Sehr gelungen fand ich zudem die Erklärung, wie die Menschen zu Hungrys werden: Durch einen Pilz. Erst spät in der Handlung gibt es die ausführliche Erklärung und so möchte ich diese nicht vorweg nehmen, aber ich fand sie sehr schlüssig. Überhaupt sind die Hungrys extrem interessant angelegt mit ihren Verhaltensschemas, so dass taktisches Vorgehen statt panische Flucht das Maß der Dinge ist. Spannend sind auch die Junkers, welche sich nicht dem Militär untergeordnet haben, sondern auf eigene Faust in der „freien Wildbahn“ zu überleben versuchen.
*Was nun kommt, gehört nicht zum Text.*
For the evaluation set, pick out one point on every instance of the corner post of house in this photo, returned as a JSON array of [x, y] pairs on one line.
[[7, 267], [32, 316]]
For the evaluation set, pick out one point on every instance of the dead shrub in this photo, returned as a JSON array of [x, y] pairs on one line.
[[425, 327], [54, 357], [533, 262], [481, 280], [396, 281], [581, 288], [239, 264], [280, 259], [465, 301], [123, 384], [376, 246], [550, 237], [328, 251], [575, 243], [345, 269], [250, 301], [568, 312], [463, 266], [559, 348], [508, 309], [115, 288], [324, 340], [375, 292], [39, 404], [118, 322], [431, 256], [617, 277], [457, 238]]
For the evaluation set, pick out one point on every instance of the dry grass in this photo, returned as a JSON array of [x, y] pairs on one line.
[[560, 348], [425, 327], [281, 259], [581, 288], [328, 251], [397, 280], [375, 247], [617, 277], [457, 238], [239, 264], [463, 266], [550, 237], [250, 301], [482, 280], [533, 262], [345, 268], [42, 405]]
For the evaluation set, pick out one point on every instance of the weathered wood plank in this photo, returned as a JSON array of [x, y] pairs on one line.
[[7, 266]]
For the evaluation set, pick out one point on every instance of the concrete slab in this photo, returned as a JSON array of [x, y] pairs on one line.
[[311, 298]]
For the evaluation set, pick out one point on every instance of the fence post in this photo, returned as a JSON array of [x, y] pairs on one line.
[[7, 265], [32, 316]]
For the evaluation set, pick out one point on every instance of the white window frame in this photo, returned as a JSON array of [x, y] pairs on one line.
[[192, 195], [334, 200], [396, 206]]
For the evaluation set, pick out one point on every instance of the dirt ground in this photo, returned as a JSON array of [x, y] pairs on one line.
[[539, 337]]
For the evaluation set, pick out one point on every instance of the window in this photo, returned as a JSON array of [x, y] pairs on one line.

Die Handlung geht stetig voran und enthüllt immer wieder Neues. Mir gefiel gut, dass auf unnötige Streckungen der Geschichte verzichtet wurde. Vor allem das Ende trumpft noch einmal richtig auf und gibt der Geschichte einen würdigen Abschluss. Insgesamt fand ich das Buch eine wirklich hervorragende Zombie-Post-Apokalypse, die sich gar nicht so sehr auf den Survial-Horror konzentriert, sondern die dystopische Welt erkundet. Bonuspunkte gibt es auch für den Titel, der mich sehr neugierig gemacht hat und im Laufe der Handlung mit Inhalt gefühlt wurde.

Empfehlung?

Für mich ist „The Girl With All The Gifts“ vor allem deshalb ein gelungenes Buch, da es mit insbesondere mit Melanie eine tolle Erzählperspektive bietet und ich stark zum Nachdenken angeregt wurde. Außerdem gibt es eine schlüssige Auflösung, was ich bei Büchern dieses Genres sonst sehr häufig vermisse. Mit knapp zwei Jahren Abstand denke ich, dass die Charaktere relativ stereotyp sind. Doch das hat mich beim Lesen überhaupt nicht gestört. Es ist ein Buch, das in Erinnerung bleibt und das ich gern mal rereaden möchte – etwas, was auf wenige Bücher zutrifft.

In einem Satz

„The Girl With All The Gifts“ ist eine originelle Zombie-Post-Apokalypse, welche mit toller Charakterentwicklung und einen außergewöhnlichen Schluss überzeugt.

Diese Rezension wurde das erste Mal am 11. März 2015 veröffentlicht, der Beitrag ist eine für diesen Blog überarbeitete Fassung.